Die Pfanne-Voll-Würze wird bis zum Kochen erhitzt und sprudelnd gekocht. Jetzt kommt erst der Hopfen zum Einsatz. Die Rezeptur legt exakt den Zeitpunkt, die Menge und die Sorte der Hopfengabe fest. Es erfolgt die gesamte Hopfengabe in bis zu 5 Teilgaben. Die Würze kocht man aus folgendem Grund: Es verdampft Wasser und somit wird die Würze auf einen Extraktgehalt von 11,8 % (Stammwürze) eingedickt.

 

Weiters wird der Hopfen ausgekocht und es gehen somit die Bitterstoffe und Aromastoffe des Hopfens in Lösung. Durch das Kochen fällt unerwünschtes Eiweiss in Form von Heisstrub (Bruch) aus und zudem wird die Würze biologisch steril. Nach 70 Minuten wird das Würzekochen beendet und es wird die Stammwürze mittels Würzespindel ermittelt. Je höher die Stammwürze, desto stärker das daraus entstehende Bier. Unser Festbock hat eine Stammwürze von 16,5 %.

 

Ausschlagen

 

Darunter versteht man das Bestimmen der Stammwürze (11,8 °) sowie der Würzemenge (165 hl) und das anschliessende Umpumpen der Ausschlagwürze ins Kühlhaus direkt in den Whirlpool.

 

Heisstrubentfernung und Würzekühlung

 

Die kochendheisse Würze muss vor der Zugabe der Hefe und der Vergärung möglichst schnell abgekühlt werden. Dies geschieht im Kühlhaus. Die heisse Würze wird durch seitliches, tangentiales Einpumpen in den Whirlpool in Drehbewegung versetzt, dadurch setzt sich der Heisstrub in der Mitte des Whirlpools ab.

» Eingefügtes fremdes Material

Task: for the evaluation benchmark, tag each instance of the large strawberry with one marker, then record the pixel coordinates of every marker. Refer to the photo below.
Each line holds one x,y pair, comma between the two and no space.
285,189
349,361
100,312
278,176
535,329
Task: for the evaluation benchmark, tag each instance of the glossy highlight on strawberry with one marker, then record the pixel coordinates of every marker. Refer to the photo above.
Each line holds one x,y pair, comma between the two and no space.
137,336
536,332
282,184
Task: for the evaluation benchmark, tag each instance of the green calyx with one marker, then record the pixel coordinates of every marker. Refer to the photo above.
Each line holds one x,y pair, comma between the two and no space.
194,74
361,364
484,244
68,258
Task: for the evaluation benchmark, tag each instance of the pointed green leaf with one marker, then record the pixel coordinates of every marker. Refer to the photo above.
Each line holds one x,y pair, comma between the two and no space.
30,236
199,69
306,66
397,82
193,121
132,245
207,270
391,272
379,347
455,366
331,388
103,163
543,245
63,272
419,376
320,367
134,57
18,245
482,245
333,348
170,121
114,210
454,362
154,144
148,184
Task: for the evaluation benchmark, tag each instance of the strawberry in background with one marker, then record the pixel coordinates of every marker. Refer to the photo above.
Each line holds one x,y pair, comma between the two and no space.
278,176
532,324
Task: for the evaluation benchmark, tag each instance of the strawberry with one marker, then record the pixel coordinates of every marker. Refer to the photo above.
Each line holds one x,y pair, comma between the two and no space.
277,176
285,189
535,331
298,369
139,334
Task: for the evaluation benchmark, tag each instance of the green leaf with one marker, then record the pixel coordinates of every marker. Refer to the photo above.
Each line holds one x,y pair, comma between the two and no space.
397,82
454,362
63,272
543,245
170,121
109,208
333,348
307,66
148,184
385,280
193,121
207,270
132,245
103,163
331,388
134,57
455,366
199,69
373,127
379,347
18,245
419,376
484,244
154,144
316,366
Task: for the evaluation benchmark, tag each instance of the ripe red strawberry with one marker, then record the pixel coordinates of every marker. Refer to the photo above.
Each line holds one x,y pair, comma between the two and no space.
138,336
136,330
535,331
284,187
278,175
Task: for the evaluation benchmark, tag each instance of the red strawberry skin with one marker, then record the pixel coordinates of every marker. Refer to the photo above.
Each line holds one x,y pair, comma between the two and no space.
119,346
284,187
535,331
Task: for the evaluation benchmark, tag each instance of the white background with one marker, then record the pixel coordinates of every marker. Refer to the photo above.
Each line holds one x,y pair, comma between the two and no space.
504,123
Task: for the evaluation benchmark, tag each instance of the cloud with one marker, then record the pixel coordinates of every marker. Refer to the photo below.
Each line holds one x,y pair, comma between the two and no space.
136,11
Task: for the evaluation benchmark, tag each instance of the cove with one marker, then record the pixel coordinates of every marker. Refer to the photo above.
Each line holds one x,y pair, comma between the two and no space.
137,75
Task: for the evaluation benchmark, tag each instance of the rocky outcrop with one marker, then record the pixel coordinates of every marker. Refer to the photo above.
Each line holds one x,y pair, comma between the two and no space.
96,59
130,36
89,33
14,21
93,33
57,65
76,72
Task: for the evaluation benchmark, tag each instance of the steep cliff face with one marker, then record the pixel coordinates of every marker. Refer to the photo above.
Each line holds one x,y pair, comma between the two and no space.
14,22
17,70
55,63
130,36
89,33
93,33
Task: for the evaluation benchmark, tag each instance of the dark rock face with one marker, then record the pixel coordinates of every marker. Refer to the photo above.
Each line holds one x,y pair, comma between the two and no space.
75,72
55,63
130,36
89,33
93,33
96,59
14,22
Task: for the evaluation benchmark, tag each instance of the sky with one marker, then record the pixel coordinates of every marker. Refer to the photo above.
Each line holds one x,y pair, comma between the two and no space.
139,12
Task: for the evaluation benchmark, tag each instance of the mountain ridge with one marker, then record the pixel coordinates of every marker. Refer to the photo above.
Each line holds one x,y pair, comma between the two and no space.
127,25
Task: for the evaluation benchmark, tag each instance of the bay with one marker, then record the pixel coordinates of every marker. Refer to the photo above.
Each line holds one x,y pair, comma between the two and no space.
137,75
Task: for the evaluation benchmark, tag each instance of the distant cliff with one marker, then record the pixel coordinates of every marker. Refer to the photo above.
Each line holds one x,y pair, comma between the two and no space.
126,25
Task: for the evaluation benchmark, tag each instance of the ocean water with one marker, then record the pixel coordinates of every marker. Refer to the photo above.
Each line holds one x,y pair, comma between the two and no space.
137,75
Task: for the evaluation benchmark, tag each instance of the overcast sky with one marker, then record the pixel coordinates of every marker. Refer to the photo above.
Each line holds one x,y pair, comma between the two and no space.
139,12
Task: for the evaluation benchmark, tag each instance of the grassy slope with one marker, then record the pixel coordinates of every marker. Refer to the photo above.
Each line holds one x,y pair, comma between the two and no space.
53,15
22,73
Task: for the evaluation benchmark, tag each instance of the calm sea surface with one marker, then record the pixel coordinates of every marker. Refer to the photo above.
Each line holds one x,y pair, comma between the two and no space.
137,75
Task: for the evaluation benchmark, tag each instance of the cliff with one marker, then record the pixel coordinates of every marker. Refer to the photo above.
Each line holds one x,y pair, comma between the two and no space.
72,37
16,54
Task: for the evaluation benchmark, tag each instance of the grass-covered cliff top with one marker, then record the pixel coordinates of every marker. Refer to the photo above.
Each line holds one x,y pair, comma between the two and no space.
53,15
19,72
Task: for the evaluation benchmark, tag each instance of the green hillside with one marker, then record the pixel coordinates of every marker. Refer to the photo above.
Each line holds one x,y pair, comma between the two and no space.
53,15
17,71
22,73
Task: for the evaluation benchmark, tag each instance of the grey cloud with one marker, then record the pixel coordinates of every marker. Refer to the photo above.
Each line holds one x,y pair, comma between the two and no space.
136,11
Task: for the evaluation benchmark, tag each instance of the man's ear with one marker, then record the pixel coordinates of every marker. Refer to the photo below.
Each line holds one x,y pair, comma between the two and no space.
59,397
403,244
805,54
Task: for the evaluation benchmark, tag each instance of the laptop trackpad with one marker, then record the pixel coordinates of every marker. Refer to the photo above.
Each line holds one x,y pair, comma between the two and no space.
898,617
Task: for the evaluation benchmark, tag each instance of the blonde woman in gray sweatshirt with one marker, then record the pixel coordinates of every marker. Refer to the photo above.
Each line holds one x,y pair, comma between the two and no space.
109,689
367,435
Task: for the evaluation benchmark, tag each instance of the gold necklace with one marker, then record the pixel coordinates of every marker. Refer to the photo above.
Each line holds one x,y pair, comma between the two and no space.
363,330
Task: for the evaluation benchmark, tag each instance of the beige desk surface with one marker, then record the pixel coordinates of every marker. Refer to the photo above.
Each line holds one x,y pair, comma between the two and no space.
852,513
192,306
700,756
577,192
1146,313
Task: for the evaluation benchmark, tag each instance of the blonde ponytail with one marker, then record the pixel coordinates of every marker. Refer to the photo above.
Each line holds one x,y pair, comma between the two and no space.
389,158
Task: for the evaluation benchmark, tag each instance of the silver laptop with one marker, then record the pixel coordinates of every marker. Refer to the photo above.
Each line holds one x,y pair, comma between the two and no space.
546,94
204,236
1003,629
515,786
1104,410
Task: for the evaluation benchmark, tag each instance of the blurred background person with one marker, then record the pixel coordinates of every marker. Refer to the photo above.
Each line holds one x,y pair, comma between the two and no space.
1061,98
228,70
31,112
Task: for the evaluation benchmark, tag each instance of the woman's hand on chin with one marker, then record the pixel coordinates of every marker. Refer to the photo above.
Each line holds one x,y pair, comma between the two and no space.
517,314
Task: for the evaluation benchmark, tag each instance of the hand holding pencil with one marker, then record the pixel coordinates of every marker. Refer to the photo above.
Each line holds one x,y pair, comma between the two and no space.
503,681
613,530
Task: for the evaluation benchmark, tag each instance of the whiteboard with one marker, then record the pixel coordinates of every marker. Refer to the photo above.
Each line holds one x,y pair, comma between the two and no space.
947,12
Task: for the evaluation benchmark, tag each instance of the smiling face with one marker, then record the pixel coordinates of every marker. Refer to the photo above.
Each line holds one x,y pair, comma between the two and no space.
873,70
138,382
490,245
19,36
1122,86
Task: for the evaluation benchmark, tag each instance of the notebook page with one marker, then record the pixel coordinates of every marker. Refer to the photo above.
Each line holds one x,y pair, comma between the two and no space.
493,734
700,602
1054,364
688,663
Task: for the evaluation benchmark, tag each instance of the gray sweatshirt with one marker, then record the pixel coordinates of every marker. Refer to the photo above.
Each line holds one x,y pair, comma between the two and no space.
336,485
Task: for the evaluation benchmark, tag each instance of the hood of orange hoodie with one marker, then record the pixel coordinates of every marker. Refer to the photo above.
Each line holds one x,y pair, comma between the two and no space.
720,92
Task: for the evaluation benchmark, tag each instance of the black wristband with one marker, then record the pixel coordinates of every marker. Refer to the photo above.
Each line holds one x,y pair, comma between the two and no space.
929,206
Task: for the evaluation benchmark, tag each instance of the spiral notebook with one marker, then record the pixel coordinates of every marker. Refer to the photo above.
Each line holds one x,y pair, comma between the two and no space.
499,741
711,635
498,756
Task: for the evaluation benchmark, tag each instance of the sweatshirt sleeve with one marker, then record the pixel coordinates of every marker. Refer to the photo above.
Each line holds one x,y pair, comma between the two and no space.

Die noch heisse Würze wird seitlich abgepumpt und durch einen Plattenwärmetauscher auf 8°C abgekühlt. Der Plattenwärmetauscher funktioniert im Gegenstromprinzip, somit kann die Würze mittels 4°C kaltem Brauwasser auf Anstelltemperatur abgekühlt werden. Das so entstehende 80°C heisse Brauwasser wird für den nächsten Sud verwendet. Nach 50 Minuten ist das Würzekühlen beendet und der Heisstrub bleibt im Whirlpool zurück. Der Heisstrub wird auch gerne als Viehfutter oder für ein anregendes Bierbad (www.bierbad.at) verwendet. Die 8°C kalte Würze läuft in den Gärkeller direkt in den Gärtank.